The main limitation is also straightforward. In the corrected validation, replacing the 12 reviewed AI capability maturity scores with a uniform capability value produced effectively identical occupation rankings: rho approximately 1.00 on n = 894 direct-scored occupations. As of the 2026-05-16 corrected run, capability maturity is not the driver of the occupation-priority score. The score is driven primarily by O*NET work-activity structure, importance/level weighting, and the physical/embodied work ceiling. The capability layer remains useful for training design: it describes what AI skills to teach once a role or department has been prioritized.

Talvio directly scores 894 occupations and explicitly carries 122 occupations as excluded because they lack O*NET 30.2 Work Activities coverage. Those exclusions are part of the method's scope boundary.

Section 2

Why Measuring This Is Hard

AI workforce measurement is difficult because nearby ideas are easy to confuse. Task exposure, observed AI task-use, and model performance on realistic deliverables are related, but they are not interchangeable. A role can have high work-activity exposure without frequent current AI use. A benchmark can show strong model performance on selected deliverables without validating an occupation-wide training-priority ranking.

Talvio borrows the exposure-measurement machinery of the AIOE/Eloundou lineage, but it is scoped to training prioritization rather than staffing-impact or unemployment forecasting, and it should not be evaluated as a staffing-outcome predictor.
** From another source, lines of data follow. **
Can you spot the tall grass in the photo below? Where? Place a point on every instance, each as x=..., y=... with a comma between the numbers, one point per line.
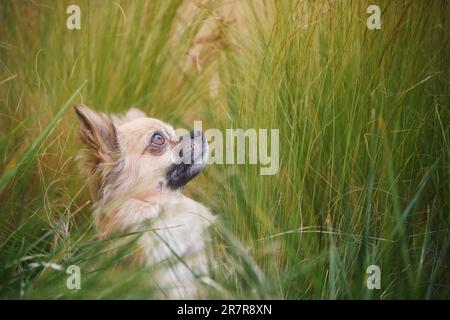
x=364, y=125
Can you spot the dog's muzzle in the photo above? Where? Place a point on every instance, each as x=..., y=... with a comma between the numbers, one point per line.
x=190, y=156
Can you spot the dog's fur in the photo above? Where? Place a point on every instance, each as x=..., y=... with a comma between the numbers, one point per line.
x=136, y=186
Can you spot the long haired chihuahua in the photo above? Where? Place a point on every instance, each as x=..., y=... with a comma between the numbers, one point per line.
x=137, y=166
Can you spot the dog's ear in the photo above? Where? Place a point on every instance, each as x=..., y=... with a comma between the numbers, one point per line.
x=99, y=134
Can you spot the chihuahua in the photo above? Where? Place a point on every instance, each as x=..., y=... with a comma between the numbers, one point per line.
x=137, y=167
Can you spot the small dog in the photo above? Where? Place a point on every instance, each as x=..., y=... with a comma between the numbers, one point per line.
x=135, y=181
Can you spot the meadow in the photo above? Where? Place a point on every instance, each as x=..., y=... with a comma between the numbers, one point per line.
x=363, y=118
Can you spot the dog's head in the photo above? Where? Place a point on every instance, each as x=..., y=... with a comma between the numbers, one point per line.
x=135, y=151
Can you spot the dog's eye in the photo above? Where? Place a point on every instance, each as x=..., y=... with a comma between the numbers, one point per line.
x=157, y=139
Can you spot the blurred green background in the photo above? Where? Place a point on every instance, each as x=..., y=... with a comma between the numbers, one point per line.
x=364, y=119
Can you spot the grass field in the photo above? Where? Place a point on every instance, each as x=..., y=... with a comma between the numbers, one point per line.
x=364, y=120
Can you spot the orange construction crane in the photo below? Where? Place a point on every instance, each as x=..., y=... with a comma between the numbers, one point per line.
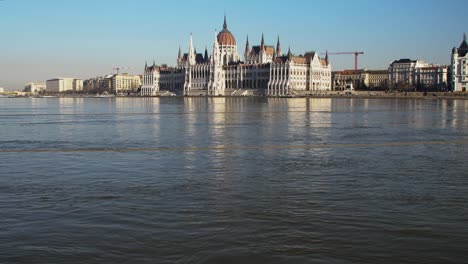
x=356, y=54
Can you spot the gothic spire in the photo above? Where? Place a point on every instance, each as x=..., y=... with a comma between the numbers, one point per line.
x=224, y=24
x=278, y=48
x=262, y=45
x=191, y=54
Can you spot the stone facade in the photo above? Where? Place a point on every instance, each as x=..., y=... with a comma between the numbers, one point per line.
x=264, y=69
x=458, y=67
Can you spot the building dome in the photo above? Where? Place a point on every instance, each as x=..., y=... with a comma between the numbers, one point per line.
x=225, y=37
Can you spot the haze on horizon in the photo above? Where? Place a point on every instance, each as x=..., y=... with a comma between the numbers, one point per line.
x=83, y=39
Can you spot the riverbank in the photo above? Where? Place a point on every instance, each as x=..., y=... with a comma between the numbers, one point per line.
x=300, y=94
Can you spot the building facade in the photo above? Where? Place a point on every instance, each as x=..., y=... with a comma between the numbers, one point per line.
x=417, y=74
x=59, y=85
x=35, y=87
x=98, y=84
x=458, y=67
x=125, y=83
x=361, y=79
x=432, y=77
x=264, y=70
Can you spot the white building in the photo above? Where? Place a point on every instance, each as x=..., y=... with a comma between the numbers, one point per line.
x=360, y=79
x=59, y=85
x=265, y=70
x=35, y=87
x=406, y=73
x=458, y=69
x=434, y=76
x=125, y=83
x=402, y=72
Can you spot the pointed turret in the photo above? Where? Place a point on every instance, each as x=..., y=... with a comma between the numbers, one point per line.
x=215, y=53
x=247, y=46
x=463, y=49
x=262, y=45
x=191, y=54
x=278, y=48
x=224, y=24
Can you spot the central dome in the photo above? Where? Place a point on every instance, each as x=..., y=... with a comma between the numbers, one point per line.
x=225, y=37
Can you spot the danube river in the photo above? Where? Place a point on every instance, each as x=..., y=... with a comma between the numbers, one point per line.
x=233, y=180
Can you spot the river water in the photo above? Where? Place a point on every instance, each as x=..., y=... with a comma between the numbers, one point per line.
x=233, y=180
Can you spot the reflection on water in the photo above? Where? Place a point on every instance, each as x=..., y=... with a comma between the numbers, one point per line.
x=233, y=180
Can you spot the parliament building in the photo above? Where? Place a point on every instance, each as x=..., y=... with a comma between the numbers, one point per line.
x=263, y=70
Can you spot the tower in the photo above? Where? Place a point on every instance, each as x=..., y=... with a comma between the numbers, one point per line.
x=278, y=48
x=247, y=49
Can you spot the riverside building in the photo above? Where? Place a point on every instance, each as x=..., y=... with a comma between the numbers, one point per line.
x=361, y=79
x=406, y=73
x=35, y=87
x=263, y=70
x=458, y=67
x=58, y=85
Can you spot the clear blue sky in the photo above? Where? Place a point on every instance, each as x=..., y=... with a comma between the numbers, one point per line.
x=42, y=39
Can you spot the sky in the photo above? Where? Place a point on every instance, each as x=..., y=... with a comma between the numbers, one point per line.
x=44, y=39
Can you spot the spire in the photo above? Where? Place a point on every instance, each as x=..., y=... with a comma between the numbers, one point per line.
x=191, y=55
x=262, y=45
x=278, y=48
x=224, y=24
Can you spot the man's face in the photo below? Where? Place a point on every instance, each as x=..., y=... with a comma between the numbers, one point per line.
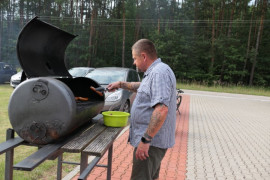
x=138, y=61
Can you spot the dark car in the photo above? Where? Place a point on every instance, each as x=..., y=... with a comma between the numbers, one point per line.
x=120, y=100
x=6, y=71
x=80, y=71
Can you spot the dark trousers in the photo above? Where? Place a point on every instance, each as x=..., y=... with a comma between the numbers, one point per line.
x=148, y=169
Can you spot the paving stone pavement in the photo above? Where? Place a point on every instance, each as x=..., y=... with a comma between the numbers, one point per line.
x=218, y=136
x=229, y=136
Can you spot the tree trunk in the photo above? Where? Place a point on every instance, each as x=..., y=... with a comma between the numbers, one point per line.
x=220, y=18
x=248, y=45
x=124, y=35
x=89, y=63
x=231, y=19
x=82, y=9
x=213, y=38
x=264, y=7
x=1, y=26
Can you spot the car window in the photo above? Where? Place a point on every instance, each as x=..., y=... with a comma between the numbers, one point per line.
x=78, y=72
x=107, y=76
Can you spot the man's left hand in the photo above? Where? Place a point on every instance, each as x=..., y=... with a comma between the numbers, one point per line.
x=142, y=151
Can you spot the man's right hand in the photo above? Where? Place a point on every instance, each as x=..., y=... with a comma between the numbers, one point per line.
x=114, y=86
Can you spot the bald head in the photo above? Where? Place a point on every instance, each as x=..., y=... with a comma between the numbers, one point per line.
x=145, y=46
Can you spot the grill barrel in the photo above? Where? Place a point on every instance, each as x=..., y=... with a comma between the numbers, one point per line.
x=43, y=109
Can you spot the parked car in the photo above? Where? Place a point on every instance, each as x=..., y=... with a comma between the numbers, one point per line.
x=80, y=71
x=120, y=100
x=6, y=71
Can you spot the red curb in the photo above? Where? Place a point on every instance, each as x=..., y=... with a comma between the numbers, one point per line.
x=173, y=165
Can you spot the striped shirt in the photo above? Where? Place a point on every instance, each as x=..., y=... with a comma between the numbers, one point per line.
x=157, y=86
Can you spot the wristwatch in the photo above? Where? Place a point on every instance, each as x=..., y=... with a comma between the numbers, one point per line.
x=145, y=141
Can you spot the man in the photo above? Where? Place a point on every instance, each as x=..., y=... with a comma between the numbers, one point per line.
x=153, y=115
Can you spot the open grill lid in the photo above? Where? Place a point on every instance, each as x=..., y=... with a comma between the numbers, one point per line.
x=41, y=49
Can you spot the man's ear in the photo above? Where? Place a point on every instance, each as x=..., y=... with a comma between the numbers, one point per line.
x=144, y=56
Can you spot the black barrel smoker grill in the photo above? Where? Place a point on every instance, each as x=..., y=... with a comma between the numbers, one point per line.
x=43, y=109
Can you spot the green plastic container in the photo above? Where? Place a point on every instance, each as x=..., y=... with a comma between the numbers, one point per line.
x=115, y=118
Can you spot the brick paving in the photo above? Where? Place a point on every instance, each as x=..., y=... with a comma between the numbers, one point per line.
x=173, y=165
x=218, y=136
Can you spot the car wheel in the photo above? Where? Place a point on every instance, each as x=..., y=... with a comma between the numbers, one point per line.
x=126, y=107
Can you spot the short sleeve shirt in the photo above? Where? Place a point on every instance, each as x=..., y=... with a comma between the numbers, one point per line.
x=157, y=86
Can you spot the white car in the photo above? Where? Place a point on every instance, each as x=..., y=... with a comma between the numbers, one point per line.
x=80, y=71
x=120, y=100
x=15, y=80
Talvio sits in the task-based exposure lineage. Felten, Raj, and Seamans provide the load-bearing external validator and methodological ancestor: AIOE maps AI applications onto occupational structure and is available at SOC granularity. Eloundou, Manning, Mishkin, and Rock provide a task-level rubric for large language model exposure. Webb's patent-to-task mapping is a contrasting path that Talvio did not adopt, because the present method needed an auditable work-activity spine that maps cleanly into training conversations. Frey and Osborne remain a useful foil for how influential staffing-impact prediction frames can travel farther than their practical uncertainty should allow.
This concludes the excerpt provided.